Finding of fact – the resumption representation

120 The finding is that the defendant has not discharged its onus of establishing that this representation was made. The defendant’s evidence depends upon Mr Graoroski’s recollection of a possibly equivocal gesture made by Mr Fred Frangi on the day the contract was signed.

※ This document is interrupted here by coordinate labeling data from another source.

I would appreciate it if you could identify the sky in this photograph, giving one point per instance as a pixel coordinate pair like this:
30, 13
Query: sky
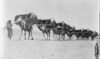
79, 13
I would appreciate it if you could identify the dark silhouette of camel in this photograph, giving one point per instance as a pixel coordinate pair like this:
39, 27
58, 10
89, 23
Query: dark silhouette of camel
26, 22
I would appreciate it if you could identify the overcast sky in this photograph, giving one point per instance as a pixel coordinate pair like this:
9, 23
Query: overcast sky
78, 13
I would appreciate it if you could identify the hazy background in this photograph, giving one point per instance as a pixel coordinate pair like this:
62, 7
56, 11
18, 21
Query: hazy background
78, 13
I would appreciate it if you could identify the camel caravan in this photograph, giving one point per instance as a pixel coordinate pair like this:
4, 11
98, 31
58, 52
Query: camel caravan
60, 30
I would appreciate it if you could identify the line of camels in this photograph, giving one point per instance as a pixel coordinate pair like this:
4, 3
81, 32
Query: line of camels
47, 25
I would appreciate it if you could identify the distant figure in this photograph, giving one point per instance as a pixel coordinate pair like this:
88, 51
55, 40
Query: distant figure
9, 29
97, 50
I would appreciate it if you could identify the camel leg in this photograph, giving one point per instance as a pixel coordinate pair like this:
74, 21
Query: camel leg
44, 35
29, 35
21, 34
25, 35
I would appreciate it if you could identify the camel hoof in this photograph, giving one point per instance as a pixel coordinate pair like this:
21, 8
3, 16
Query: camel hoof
32, 38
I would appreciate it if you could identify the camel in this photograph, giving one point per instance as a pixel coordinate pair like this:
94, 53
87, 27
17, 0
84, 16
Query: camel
26, 23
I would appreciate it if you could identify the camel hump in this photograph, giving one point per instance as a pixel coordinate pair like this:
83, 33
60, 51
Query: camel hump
33, 15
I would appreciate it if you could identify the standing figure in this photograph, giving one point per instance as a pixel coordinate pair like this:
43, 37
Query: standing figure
9, 29
97, 50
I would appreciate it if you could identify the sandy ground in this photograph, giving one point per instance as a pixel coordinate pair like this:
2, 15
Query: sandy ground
39, 49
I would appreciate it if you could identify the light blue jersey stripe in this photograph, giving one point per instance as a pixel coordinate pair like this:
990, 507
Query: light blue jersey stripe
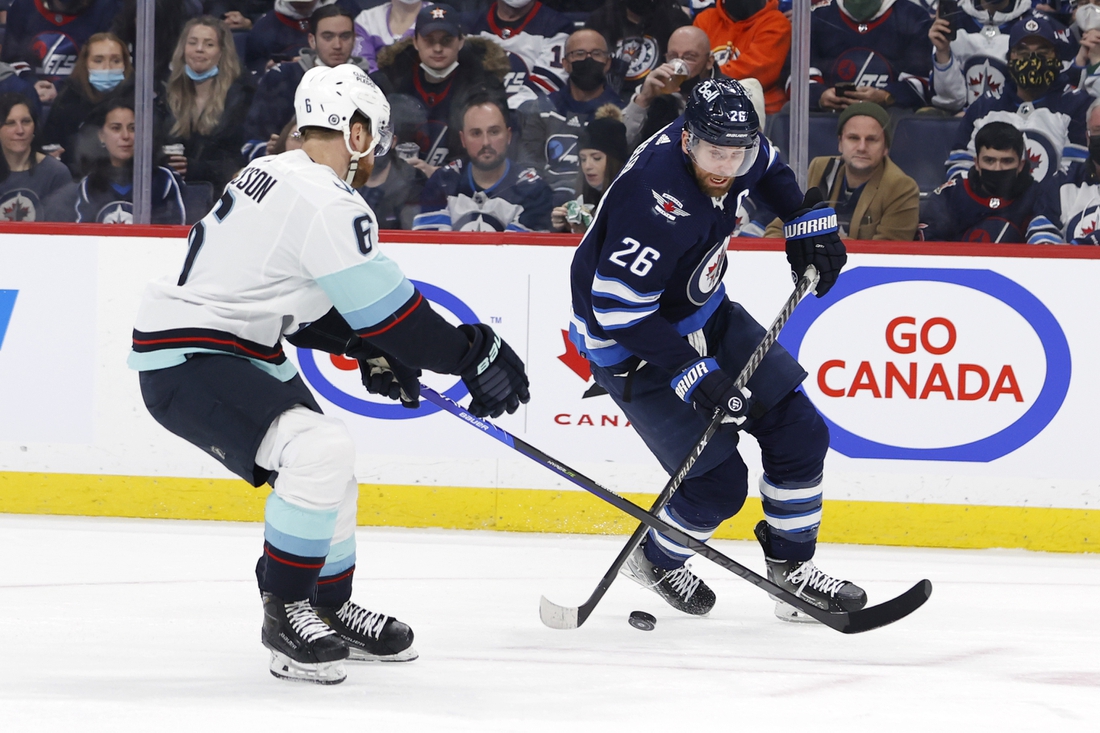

121 On this matter, Mr Graoroski’s evidence is rejected for the following reasons:


          i. as discussed above, with regards to the judgment of McClelland CJ in Eq in Watson v Foxman , it is necessary that any alleged words [or conduct] alleged to be a misrepresentation be proved with a degree of precision sufficient to enable the court to be reasonably satisfied that they were in fact misleading. The evidence offered by the defendant is insufficiently clear and precise;

          ii. it is inherently improbable that this representation was made by Chint Australasia. The benefit of the Distribution Agreement for Chint Australasia was that it guaranteed it a minimum income from Cosmoluce in return for which it gave Cosmoluce the opportunity to make a profit from the distribution of Chint products. A representation to this effect would mean that Chint Australasia gave to Cosmoluce the opportunity to make a profit from the Distribution of Chint products but received no corresponding benefit;

          iii. Mr Fred Frangi did not have the authority to make such a significant change to the agreement without the consent of the other directors of Chint Australasia. There is no evidence that Mr Fred Frangi ever discussed the proposal with Mr Tony Frangi or Mr Chew; and

          iv. it is unclear why Mr Fred Frangi would have agreed to such an alteration at this late stage of the agreement, particularly as the deal had already been agreed to by the Cosmoluce board on 23 August 2005.

The reliance, rescission and estoppel issues

122 Chint Australasia further or in the alternative, put forward submissions seeking to make good the following propositions:


          i. on the assumption that Cosmoluce was able to make out one or more of the misrepresentations it pleads, considerable difficulties attend it establishing that it relied on and was induced by those representations into entering the Distribution Agreement;

          ii. on the assumption that Cosmoluce was able to make out one or more of the misrepresentations it pleads, it was not entitled to rescind the Distribution Agreement or, alternatively, no orders rescinding the Distribution Agreement (in full or in part) should be made under section 87, Trade Practices Act ;

          iii. the Court should find that Chint Australasia is not estopped from asserting an entitlement to damages against Cosmoluce for a breach of clause 11.3 of the Distribution Agreement.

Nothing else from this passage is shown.